I was standing in front of the pet supply store during a pet adoption event when I heard a man ask a volunteer holding a quiet yellow dog on a leash, “Oh, is this one of those hoarding dogs?” The volunteer said, “No, she was a stray.” The man looked disappointed and moved onto the next volunteer and asked the same thing, only to receive a similar response. When he was told “no” a few more times, he shrugged and walked away, saying he would go look in the shelter.

I couldn’t help but wonder what the appeal was of adopting a dog who had lived in dirty, overcrowded conditions. Was it pure concern? A desire to help those most neglected? Or maybe just bragging rights?

One of the misperceptions shelters fight to overcome is that the animals in the facility are all “damaged goods.” In reality, most pets in a shelter have no great story of woe — they have never been abused, overbred, or fought, and yet each dog who ducks her head when a child runs by or has scars on his face is labeled a victim of some, often imagined, tragic past. This is most often seen when a high-profile abuse case makes it to the news and people are clamoring for the puppy found in a dumpster while thousands of other puppies, turned in for unremarkable reasons, sit in shelter kennels, homeless and ignored. Shelters and adopters are equally guilty of perpetuating this phenomenon, with shelters filling in the blanks of an animals’ history to try to draw more attention to otherwise “regular” dogs, and adopters thinking that every pet that ends up homeless must have traveled a rough road to get there.

But, the most wonderful thing about animals, including those with truly checkered pasts, is they live in the moment. Dogs aren’t spending days worrying that you will bring them back to a shadeless, dusty yard and put them on a chain where you believe they may have once lived. They are thinking about the squirrel outside the window, the sound of your car pulling into the driveway, and the emptiness of their food bowl for all but two moments each day. Human hang-ups, life changes, and ignorance may be the reason that animals end up in shelters, but it shouldn’t be a reason for them to stay there. Instead of adopting a pet because he has a scar on his nose or a fear of broomsticks, adopt him because he will be a great addition to your family.

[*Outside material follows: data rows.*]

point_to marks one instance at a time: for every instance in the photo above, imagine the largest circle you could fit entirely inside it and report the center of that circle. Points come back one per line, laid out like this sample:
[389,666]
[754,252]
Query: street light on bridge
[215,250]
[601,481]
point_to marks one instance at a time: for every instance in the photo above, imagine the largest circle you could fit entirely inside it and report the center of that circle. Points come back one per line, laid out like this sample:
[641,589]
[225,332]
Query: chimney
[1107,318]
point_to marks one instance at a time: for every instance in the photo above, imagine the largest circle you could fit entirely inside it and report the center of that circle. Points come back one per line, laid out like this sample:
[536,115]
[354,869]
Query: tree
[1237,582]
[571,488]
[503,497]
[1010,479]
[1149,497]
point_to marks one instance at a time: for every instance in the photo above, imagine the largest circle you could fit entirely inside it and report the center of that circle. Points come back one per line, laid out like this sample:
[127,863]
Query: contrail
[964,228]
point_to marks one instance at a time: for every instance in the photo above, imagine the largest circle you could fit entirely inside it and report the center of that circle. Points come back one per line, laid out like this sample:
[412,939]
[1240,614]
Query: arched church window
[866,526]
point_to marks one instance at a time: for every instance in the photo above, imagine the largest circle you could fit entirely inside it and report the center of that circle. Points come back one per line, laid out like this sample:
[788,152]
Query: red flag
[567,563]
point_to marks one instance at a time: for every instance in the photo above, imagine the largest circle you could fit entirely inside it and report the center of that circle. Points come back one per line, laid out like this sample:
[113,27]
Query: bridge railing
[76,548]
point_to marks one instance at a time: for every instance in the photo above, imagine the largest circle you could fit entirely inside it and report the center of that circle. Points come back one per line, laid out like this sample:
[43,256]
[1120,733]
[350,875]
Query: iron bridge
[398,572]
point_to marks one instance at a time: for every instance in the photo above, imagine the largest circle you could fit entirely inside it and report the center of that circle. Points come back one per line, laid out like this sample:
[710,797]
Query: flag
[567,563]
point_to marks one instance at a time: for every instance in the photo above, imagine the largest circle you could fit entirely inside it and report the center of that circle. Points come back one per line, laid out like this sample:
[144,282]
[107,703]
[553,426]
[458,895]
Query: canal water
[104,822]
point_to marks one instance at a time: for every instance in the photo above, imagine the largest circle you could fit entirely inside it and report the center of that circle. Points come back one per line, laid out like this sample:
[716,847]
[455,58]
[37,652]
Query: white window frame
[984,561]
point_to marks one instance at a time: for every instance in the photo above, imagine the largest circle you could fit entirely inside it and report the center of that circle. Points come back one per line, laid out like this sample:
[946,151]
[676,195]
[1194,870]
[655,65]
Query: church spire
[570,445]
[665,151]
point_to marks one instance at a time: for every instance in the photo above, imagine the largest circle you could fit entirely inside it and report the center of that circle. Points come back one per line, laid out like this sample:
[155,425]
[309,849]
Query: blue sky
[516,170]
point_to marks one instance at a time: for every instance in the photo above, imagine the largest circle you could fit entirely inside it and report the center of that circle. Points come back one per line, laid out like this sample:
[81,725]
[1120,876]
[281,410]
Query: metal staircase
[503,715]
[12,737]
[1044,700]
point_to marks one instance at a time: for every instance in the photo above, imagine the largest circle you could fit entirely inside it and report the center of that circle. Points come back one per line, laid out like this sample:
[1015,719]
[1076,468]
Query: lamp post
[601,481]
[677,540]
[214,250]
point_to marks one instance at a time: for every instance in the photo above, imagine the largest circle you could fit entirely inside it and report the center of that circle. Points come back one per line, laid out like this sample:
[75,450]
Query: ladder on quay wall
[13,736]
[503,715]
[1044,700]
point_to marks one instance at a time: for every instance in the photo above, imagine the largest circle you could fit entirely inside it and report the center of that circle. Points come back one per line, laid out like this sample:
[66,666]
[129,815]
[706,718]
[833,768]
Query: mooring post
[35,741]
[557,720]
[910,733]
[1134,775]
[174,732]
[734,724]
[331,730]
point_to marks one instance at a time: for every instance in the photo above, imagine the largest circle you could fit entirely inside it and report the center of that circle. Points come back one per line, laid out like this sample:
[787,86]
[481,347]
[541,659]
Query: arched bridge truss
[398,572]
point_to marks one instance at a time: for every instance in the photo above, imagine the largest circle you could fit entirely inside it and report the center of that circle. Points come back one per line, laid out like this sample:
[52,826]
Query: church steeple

We can all take a life lesson from our adopted pets by living in the moment and loving the regular Joes as much as we would the victims of, thankfully, less common abuse and neglect. In many parts of the country, many of the pets in shelters were not strays, but owned members of a caring family, and just because they don’t have a sad story behind them, doesn’t mean you can’t still be their happy ending.